Alexia L. asks: ““Bwoy! How dem yah nowadays pickney brite so? Weh mek dem nuh undastan she ah nuh everyting dem see big people do dem fi follow?”
People tend to overestimate how smart kids are and how strong the bond is between parent and child. It is always the things you are trying NOT to teach them that they learn the quickest.
It always surprised me why some parents were so amazed or distraught at some of the things that kids pick up on readily. It apparently slips their minds that the stuff that kids SHOULDN’T be picking up on are the EXACT things that the kids are most attune to.
For example, I was catching up with Ms Anwar recently and she told me about how her little toddler was acting up at school. The teachers had mentioned that the little one was being a bit more aggressive and displaying a bit of an attitude. So mom sat down and started looking into reasons why the youngster would be acting up this way. Sure enough, after some soul-searching she realized that the little one was mimicking someone’s behavior – her mom’s. Yes, mom was going through some recent stress and unbeknownst to her, the little one was somewhat empathizing with her mom – to the point where she was acting out a few of her mannerisms. luckily, mom made a few adjustments and the toddler is back to her old self again.
That’s why sometimes when I see a parent or caretaker going in on a child in public and you listen to what they are saying you cannot help but wonder: what is the child taking from hearing you kvetch about stress you’re going through?
There is no reason to be saying half the stuff I hear some parents say to their kids. Sometimes I have to wonder if they don’t have someone else that they can vent to and not have the kid trying to figure out what is going on – “why I am getting chewed out to the Nth degree over something as simple as not tying my shoelaces or making us late for the bus”? There are times that the child will think that they are the sole cause of all these issues they have no understanding about and run the risk of taking on baggage that clearly doesn’t belong to them with serious consequences.

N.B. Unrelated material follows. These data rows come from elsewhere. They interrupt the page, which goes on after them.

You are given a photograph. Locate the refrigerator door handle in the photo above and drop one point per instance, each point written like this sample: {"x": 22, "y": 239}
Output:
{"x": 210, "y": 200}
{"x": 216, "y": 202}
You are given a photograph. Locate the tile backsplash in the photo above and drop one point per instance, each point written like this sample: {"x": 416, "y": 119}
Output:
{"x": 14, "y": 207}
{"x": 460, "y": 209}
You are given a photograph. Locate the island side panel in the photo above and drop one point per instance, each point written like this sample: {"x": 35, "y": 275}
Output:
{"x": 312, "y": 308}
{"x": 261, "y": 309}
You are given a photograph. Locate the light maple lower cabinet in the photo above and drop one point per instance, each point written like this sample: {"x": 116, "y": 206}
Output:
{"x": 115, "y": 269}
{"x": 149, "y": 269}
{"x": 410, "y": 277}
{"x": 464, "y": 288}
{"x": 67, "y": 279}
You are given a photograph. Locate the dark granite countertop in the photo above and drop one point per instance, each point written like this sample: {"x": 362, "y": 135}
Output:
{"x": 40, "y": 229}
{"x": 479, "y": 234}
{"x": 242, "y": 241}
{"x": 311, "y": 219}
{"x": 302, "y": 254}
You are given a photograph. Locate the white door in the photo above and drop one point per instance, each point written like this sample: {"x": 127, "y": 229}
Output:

While it’s hard enough to see how overly exposed baggage or stressors from parents can impact smaller children, it becomes even more difficult to detect as the child ages. Remember, kids are watching and learning from us how we talk to people. Therefore, whatever your communication style is (assertive, passive, passive-aggressive, aggressive) that’s the first style the child will take in. If yelling and screaming and degrading someone is the way you get them to do things for you, what approach do you think that the child is gonna take?
One thing I used to hate as a child – and got my ass whopped a few times over it – was the ““yuh ah pickney, yuh nuh know nothing.”
I remember having a cousin who was pretty emotional whenever she was under stress. I did my best to try to comfort her, but she always looked at me and gave me the line: “dis bigga dan yuh.”, or “yuh ah pickney, yuh nuh know nothing”. So I learned that when she started to look stressed, I stayed away. Then one day something really stressful happened and everyone was surrounding her, trying to comfort her to no avail. So eventually I walked over and said something that was able to calm her down – to the amazement of all, especially my crying cousin. Someone said to me in that moment: “wow, I didn’t know you could speak like that. To which I replied ““ah nuh all di time pickney nuh know nothing” and walked away.
If a child sees a parent in distress, their natural instinct is to try to do something to help. The worst thing a parent/caretaker or adult can do is dismiss the sentiment behind that. In doing so, one of the messages you tell the child is that you don’t value what a child can do for you in times of distress. They also don’t learn how to respond appropriately to others during times of grief, sorrow and great adversity.
““Do as I say, not as I do” can make a very lasting impression on a child, and often the impression left is not the one the parent intended.
Sometimes parents don’t know what to say to a child trying to offer them comfort. Maybe the stress is just too much that they don’t want to break down in front of the child and add comforting them into the mix. Perhaps the situation touches on something that the parent is just not in a space emotionally to address the questions a child may have. Whatever the case may be, sometimes all the kid wants is to know that you’re OK or you will be – the best way to do that is some sign of reassuring affection.
Kids are not stupid, no matter the age. More and more they are proving us right in that we have to watch what we say to them and around them. As a wider community responsible for looking after the next generation, we should give them a voice and teach them what they need to know, and try to show them “Do as I say, not as I do – because from time to time I can make mistakes to” is a big part of what it means to be human.